Eles nos levaram para vê-la – mas foi horrível. Não podíamos nem ver Larissa. Cada centímetro dela estava coberto de tubos e dispositivos.

“Tire tudo dela”, gritei. ‘Eu não quero isso nela! Tire tudo dela!

Eles concordaram com a segunda opinião que eu implorei, realizando testes neurológicos; mas cerca de uma hora depois, os médicos nos disseram que poderiam fazer mais 72 horas de testes ou poderíamos tomar a decisão de desligar os ventiladores de Larissa.

Tomamos a decisão, em família, de desligar os aparelhos de suporte vital de Larissa (Foto: Marie Fellows)

Eles disseram que os primeiros sinais eram de que Larissa nunca mais andaria ou falaria. Na melhor das hipóteses, disseram eles, ela poderá mover os olhos.

Dave e eu nos entreolhamos, impotentes. “Ela não iria querer isso”, eu disse.

Mas sabíamos que nossos filhos teriam que fazer parte da decisão.

Depois de explicar tudo, por unanimidade, os meninos disseram: ‘Temos que deixá-la ir.’

Então tomamos a decisão, em família, de desligar os aparelhos de suporte vital de Larissa. Nós sentei na cama da Larissa, dei as mãos, toquei Twinkle Twinkle Little Star, e eu cantei.

Então os médicos desligaram as máquinas – Larissa morreu quase instantaneamente.
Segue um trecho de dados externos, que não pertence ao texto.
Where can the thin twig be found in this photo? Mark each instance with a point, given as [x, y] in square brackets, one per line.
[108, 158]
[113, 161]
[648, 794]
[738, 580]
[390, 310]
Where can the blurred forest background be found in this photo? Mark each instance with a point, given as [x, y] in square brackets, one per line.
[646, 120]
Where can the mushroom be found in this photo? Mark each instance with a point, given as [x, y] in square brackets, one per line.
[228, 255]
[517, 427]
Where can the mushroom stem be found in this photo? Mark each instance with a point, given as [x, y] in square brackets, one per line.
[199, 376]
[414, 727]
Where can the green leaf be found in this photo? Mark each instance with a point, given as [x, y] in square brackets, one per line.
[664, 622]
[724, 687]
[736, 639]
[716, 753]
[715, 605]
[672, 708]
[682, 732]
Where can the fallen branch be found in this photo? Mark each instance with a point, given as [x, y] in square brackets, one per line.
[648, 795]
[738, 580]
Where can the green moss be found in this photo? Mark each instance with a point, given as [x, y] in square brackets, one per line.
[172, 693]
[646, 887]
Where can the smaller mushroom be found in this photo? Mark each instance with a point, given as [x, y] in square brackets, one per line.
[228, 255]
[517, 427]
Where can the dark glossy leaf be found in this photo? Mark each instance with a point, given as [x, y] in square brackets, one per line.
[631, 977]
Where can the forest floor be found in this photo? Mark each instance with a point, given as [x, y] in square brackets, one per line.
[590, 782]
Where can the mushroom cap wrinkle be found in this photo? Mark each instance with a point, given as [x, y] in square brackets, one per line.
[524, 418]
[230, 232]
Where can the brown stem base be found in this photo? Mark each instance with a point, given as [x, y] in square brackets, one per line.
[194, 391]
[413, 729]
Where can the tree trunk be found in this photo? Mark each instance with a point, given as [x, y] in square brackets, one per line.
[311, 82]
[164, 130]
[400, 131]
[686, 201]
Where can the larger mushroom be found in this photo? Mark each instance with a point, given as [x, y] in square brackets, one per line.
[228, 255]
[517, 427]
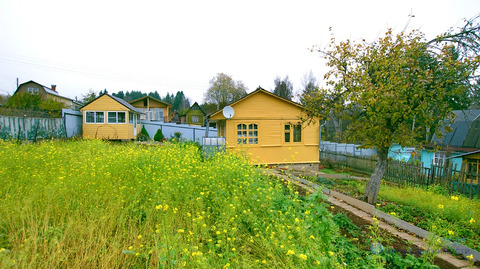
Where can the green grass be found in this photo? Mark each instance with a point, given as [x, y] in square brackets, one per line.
[113, 205]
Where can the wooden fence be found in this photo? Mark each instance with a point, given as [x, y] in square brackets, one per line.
[452, 178]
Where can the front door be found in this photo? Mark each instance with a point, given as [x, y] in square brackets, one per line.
[135, 125]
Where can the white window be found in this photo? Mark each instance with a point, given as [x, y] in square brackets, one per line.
[116, 117]
[150, 114]
[94, 117]
[249, 135]
[32, 90]
[439, 158]
[158, 114]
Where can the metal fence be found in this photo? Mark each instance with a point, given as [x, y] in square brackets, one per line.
[452, 178]
[189, 132]
[31, 128]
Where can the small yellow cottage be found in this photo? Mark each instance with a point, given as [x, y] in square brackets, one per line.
[269, 129]
[153, 109]
[110, 117]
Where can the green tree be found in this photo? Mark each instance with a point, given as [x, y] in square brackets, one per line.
[180, 102]
[309, 85]
[88, 97]
[224, 90]
[24, 101]
[159, 136]
[394, 90]
[283, 87]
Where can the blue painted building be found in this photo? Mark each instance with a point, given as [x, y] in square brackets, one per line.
[464, 138]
O único conforto foi que provou que não havia chance.

Dave e eu nos revezamos para manter as coisas sob controle nos meses após a morte de Larissa; nossos filhos também (Foto: Marie Fellows)
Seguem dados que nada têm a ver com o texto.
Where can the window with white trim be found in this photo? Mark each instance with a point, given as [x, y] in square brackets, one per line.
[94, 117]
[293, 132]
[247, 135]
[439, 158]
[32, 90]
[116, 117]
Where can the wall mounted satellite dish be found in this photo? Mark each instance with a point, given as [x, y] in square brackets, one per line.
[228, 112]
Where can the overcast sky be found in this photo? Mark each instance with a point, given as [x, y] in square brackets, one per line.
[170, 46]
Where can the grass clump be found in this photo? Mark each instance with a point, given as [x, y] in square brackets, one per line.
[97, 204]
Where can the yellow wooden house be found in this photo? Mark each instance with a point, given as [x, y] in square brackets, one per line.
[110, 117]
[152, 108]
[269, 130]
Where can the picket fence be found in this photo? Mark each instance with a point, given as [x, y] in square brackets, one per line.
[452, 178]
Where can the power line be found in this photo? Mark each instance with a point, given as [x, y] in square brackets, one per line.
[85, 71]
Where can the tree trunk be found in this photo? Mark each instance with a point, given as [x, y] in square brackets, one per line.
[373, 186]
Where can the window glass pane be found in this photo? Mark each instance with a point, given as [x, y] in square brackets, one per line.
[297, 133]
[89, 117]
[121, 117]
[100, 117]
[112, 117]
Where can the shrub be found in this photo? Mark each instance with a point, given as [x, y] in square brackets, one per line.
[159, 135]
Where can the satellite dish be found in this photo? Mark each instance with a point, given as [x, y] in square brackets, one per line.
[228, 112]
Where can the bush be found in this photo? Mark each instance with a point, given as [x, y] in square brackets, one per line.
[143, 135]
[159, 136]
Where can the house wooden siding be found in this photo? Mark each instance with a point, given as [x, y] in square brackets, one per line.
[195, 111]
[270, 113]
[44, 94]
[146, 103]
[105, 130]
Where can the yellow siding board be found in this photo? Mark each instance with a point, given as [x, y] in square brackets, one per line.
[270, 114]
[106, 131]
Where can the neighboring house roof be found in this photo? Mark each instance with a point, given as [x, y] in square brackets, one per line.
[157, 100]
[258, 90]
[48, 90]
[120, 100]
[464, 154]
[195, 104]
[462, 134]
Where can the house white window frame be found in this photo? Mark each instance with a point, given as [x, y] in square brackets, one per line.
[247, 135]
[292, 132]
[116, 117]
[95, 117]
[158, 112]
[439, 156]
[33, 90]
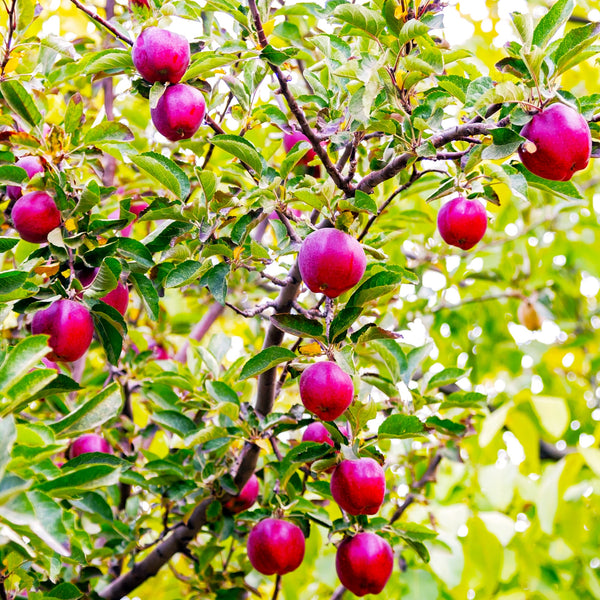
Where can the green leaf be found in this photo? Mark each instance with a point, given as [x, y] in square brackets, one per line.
[103, 407]
[551, 22]
[446, 376]
[108, 131]
[147, 293]
[298, 325]
[401, 426]
[240, 148]
[360, 17]
[183, 274]
[266, 359]
[19, 100]
[165, 172]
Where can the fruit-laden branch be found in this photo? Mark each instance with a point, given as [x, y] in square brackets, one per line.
[331, 169]
[96, 17]
[368, 183]
[181, 535]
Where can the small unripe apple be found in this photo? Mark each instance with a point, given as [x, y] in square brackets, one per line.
[179, 112]
[70, 327]
[462, 223]
[276, 546]
[326, 390]
[32, 165]
[528, 315]
[291, 139]
[34, 216]
[364, 563]
[246, 498]
[561, 143]
[161, 55]
[331, 262]
[358, 486]
[90, 442]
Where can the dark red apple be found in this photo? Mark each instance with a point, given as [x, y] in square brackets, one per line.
[364, 563]
[32, 165]
[90, 442]
[70, 327]
[161, 55]
[246, 498]
[275, 546]
[358, 486]
[562, 143]
[326, 390]
[34, 216]
[179, 112]
[331, 262]
[462, 222]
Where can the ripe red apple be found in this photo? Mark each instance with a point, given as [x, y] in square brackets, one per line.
[179, 112]
[246, 498]
[34, 216]
[331, 262]
[90, 442]
[364, 563]
[70, 327]
[161, 55]
[326, 390]
[275, 546]
[358, 486]
[32, 165]
[462, 223]
[562, 140]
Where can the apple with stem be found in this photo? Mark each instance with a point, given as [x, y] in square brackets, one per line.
[358, 486]
[32, 165]
[559, 143]
[245, 499]
[70, 327]
[276, 546]
[160, 55]
[90, 442]
[326, 390]
[364, 563]
[331, 262]
[34, 216]
[462, 222]
[179, 112]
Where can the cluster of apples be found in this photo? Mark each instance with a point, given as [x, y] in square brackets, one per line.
[331, 262]
[161, 56]
[559, 144]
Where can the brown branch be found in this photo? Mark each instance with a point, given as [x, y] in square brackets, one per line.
[96, 17]
[180, 537]
[297, 111]
[214, 311]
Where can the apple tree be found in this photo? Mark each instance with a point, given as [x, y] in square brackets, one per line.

Embora a morte de Larissa tenha sido agora explicada como leucemianão foi por semanas. Estou muito grato à instituição de caridade SUDC UK (Morte Súbita Inexplicável na Infância) pelo seu apoio nas primeiras semanas após a morte de Larissa, quando tivemos que lidar com tanta burocracia.

Saímos daquele hospital ainda sem saber o que aconteceu; só em outubro recebemos um telefonema do médico legista que conduziu a autópsia na América.
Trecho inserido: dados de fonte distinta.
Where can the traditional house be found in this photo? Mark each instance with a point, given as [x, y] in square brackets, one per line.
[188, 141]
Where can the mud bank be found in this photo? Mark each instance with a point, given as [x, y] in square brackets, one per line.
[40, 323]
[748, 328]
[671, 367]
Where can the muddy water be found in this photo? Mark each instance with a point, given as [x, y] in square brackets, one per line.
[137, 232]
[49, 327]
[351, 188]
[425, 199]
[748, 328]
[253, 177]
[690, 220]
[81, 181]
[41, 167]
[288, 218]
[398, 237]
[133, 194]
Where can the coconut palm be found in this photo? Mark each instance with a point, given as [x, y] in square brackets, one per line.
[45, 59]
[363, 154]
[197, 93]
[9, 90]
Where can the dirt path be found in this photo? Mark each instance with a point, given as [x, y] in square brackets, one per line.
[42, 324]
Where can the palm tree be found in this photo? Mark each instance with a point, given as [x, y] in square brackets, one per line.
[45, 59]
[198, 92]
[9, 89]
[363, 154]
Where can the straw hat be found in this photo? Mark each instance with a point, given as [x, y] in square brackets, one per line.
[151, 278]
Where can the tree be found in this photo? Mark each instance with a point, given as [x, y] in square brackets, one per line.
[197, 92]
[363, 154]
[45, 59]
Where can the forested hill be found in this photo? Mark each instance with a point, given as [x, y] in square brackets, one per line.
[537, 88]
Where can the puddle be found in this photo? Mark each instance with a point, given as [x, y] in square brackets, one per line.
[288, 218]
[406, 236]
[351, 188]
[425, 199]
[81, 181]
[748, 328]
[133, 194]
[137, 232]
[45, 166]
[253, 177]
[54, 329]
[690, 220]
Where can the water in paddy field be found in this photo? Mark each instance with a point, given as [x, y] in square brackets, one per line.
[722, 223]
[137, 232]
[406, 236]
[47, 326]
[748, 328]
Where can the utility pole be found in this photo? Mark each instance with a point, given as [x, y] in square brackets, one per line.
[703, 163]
Foi o trabalho de caridade que nos salvou – especificamente, a Fundação Larissa.

Três meses após a morte dela, tive um sonho em que corri para um hospital com Larissa, gritando: ‘Rápido, ela está com leucemia!’. Ela me deu um tapinha no braço e disse: ‘É tarde demais para mim, mãe, mas você pode ajudar a salvar outras pessoas’.

Quando acordei, eu sabia o que tinha que fazer.

Saiba mais sobre a Fundação Larissa

A Fundação Larissa aumenta a conscientização e financia uma série de instituições de caridade diferentes em apoio a serviços de luto, hospitais e enfermarias infantis, apoio à leucemia e ao câncer no sangue, pesquisa e conscientização.

Saiba mais: https://www.larissa-foundation.org.uk/

Eu criei a Fundação Larissa, para fornecer apoio a outras famílias e aumentar a conscientização sobre instituições de caridade.

Os meses após a morte de Larissa foram uma névoa de pesar. Não consegui funcionar por muito tempo. Dave era um poder de força. Então, quando comecei a me sentir um pouco mais forte, Dave começou a realmente lutar. Era como se nos revezássemos para manter as coisas unidas; nossos filhos também.

Nosso trabalho por meio da fundação ajudou a nos dar algo positivo para canalizar nossa dor. Ganho força ao saber que, através da nossa fundação, estamos mantendo ela memória viva, bem como ajudar os outros.

Porque não quero nunca que as pessoas parem de dizer o nome da Larissa.

Hoje em dia estamos melhor, mas a vida ainda é incrivelmente difícil. Eu quero continuar a desenvolver a base e tenha certeza de que minha garotinha sempre será lembrada como a pessoa alegre que foi.

Como dito a Izzie Price

Você tem uma história que gostaria de compartilhar? Entre em contato pelo e-mail Ross.Mccafferty@metro.co.uk.

Compartilhe suas opiniões nos comentários abaixo.